L'Angleterre nouvelle, c'est la mode, la jeunesse, l'architecture qui transforme Londres, le théâtre traduit et joué dans le monde entier, c'est la science et la technologie qui donnent aux Anglais un record de prix Nobel, c'est le goût des réformes et des examens de conscience. Mais l'autre Angleterre, celle des crises économiques endémiques et des échecs, celle des hésitations et des regrets, n'apparaît pas moins à la une des journaux et inspire des commentaires sévères ou sceptiques.

Sursis et sacrifices

Cependant, 1967 restera la date d'une grande décision : pour la seconde fois, et avec un acharnement tout britannique, la Grande-Bretagne a posé sa candidature au Marché commun.

Dix mois auparavant, une telle décision semblait inconcevable. Juillet s'ouvrait sur une crise dramatique : le 4, la Trésorerie annonçait que les réserves en devises convertibles étaient tombées à 1 170 millions de livres. Un vent de panique souffla sur la Cité. En dépit des interventions quotidiennes de la Banque d'Angleterre, le cours de la livre s'effondrait et tombait en dessous de la parité officielle avec le dollar. Partout on jouait la dévaluation. L'Angleterre devait quémander l'aide extérieure.

Harold Wilson fit front aux exigences des gnomes de Zurich comme aux critiques de ses compatriotes. Des premiers, il obtint un sursis, des seconds, des sacrifices civiquement consentis. Le 20 juillet, il exposait aux Communes un programme d'austérité aussi classique que draconien. Ce socialiste féru d'économie politique n'hésitait pas à recourir aux méthodes de ses adversaires conservateurs, préférant l'efficacité à l'orthodoxie.

Premier objectif : réduire la demande intérieure pour éviter l'inflation et limiter les importations. D'où le blocage des salaires et des prix, l'établissement d'une surtaxe de 10 % sur les boissons et l'essence, la limitation des ventes à crédit.

L'État donnait l'exemple : les dépenses publiques seraient réduites de 500 millions de livres. Le Premier ministre réaffirmait, en outre, que la balance des paiements serait rétablie avant la fin de 1967 et que la livre ne serait pas dévaluée.

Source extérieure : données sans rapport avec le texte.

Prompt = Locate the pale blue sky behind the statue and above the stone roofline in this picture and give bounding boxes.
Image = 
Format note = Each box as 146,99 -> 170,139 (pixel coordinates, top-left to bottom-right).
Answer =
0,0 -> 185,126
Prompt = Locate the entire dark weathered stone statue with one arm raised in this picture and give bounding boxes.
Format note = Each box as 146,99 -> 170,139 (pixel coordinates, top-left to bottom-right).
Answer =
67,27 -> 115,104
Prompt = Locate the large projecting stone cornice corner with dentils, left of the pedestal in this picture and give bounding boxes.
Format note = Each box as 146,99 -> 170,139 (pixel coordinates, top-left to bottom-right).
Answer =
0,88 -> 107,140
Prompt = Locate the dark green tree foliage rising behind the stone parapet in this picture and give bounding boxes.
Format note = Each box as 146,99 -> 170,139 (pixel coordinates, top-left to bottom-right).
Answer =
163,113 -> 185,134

Son obstination, quand bien des experts estimaient qu'une dévaluation semblable à celle que la France avait opérée en 1958 serait peut-être pour Londres une des clefs de son entrée en Europe, les moyens forcément impopulaires qu'il employait pour défendre la livre n'allèrent pas sans provoquer des remous jusqu'au sein du Cabinet. À tel point qu'au début du mois d'août, à la faveur d'un remaniement du gouvernement, H. Wilson écartait G. Brown, le no 2 du parti travailliste, des Affaires économiques, pour le remplacer par un homme plus souple, M. Stewart.

La tournée des capitales

La compensation offerte à G. Brown était, il est vrai, de taille : le Foreign Office. Européen convaincu, le nouveau ministre des Affaires étrangères allait pouvoir y jouer un rôle de premier plan. Trois mois plus tard, le 10 novembre, une première étape était franchie : H. Wilson annonçait aux Communes une tournée des capitales européennes pour explorer les possibilités d'une candidature au Marché commun.

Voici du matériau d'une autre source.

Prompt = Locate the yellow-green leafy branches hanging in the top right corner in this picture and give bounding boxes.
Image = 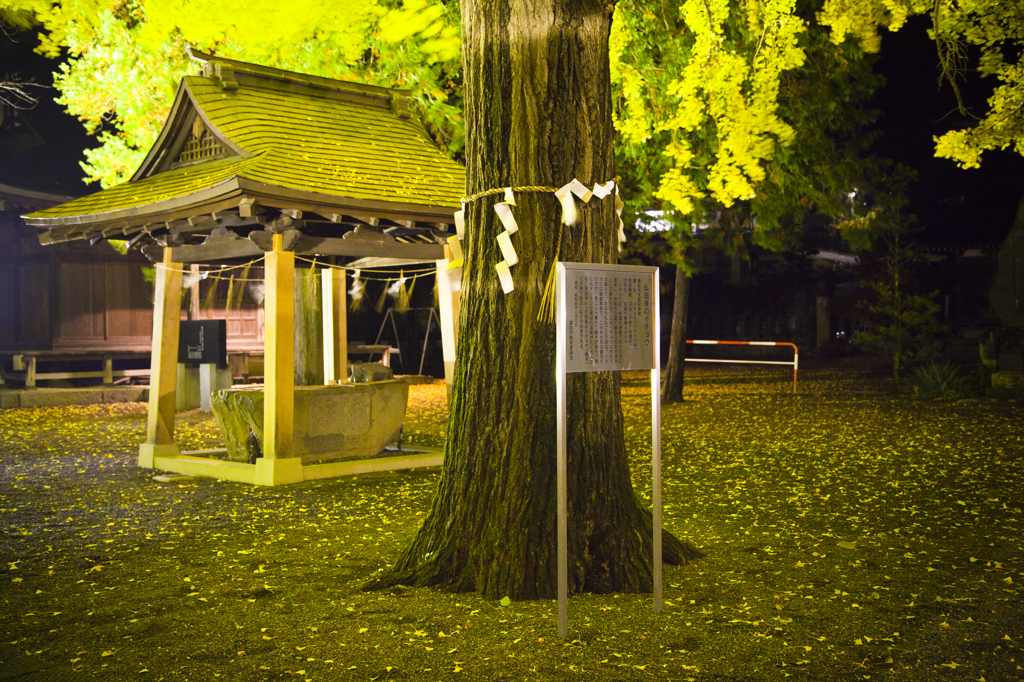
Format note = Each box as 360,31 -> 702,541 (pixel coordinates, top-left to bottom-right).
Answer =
821,0 -> 1024,168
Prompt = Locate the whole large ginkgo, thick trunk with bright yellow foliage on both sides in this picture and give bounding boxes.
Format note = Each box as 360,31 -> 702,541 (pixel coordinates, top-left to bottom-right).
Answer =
2,0 -> 1015,597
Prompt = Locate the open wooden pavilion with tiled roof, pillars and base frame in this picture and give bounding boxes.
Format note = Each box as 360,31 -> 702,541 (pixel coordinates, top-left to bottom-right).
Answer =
25,50 -> 465,485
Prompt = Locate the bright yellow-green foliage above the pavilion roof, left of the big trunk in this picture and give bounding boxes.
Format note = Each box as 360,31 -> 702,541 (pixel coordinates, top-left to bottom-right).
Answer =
0,0 -> 462,186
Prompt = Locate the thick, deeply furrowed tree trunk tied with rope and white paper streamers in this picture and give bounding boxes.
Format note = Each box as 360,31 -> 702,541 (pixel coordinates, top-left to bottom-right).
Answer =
378,0 -> 696,598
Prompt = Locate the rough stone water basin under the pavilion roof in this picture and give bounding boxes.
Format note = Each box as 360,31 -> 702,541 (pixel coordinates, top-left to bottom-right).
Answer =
211,379 -> 409,464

L'heure de la décision n'était cependant pas encore venue. D'autres difficultés accaparaient le Premier ministre, au premier plan desquelles l'affaire rhodésienne, que son gouvernement portait comme une croix depuis ce 11 novembre 1965 où les colons blancs de Salisbury avaient défié la métropole, trop encline à leurs yeux à promouvoir les droits de la majorité noire, et avaient proclamé unilatéralement l'indépendance.

Au-delà de Suez

L'Angleterre, qui avait su régler le problème des Indes, qui avait conduit sans heurt une dizaine de pays africains à l'indépendance multiraciale, qui était parvenue à éviter le pire au Kenya et en Guyane, se laissait dicter la loi, et une loi raciste, par une poignée de colons de Salisbury.

Allait-elle de nouveau échouer dans une de ses dernières colonies, Aden, où de violents troubles éclatèrent en mars-avril. Le problème, là, est d'autant plus complexe qu'il est lié non seulement à la situation au Moyen-Orient, mais à toute la stratégie britannique à l'est de Suez. Dès son arrivée au pouvoir, le gouvernement britannique a été confronté avec le grand dilemme : la Grande-Bretagne doit-elle et peut-elle encore maintenir au-delà de Suez une présence politique et militaire ? Harold Wilson a finalement dû se résoudre au départ. Le 18 juillet 1967, il décidait que les bases à l'est de Suez seraient évacuées en 1975.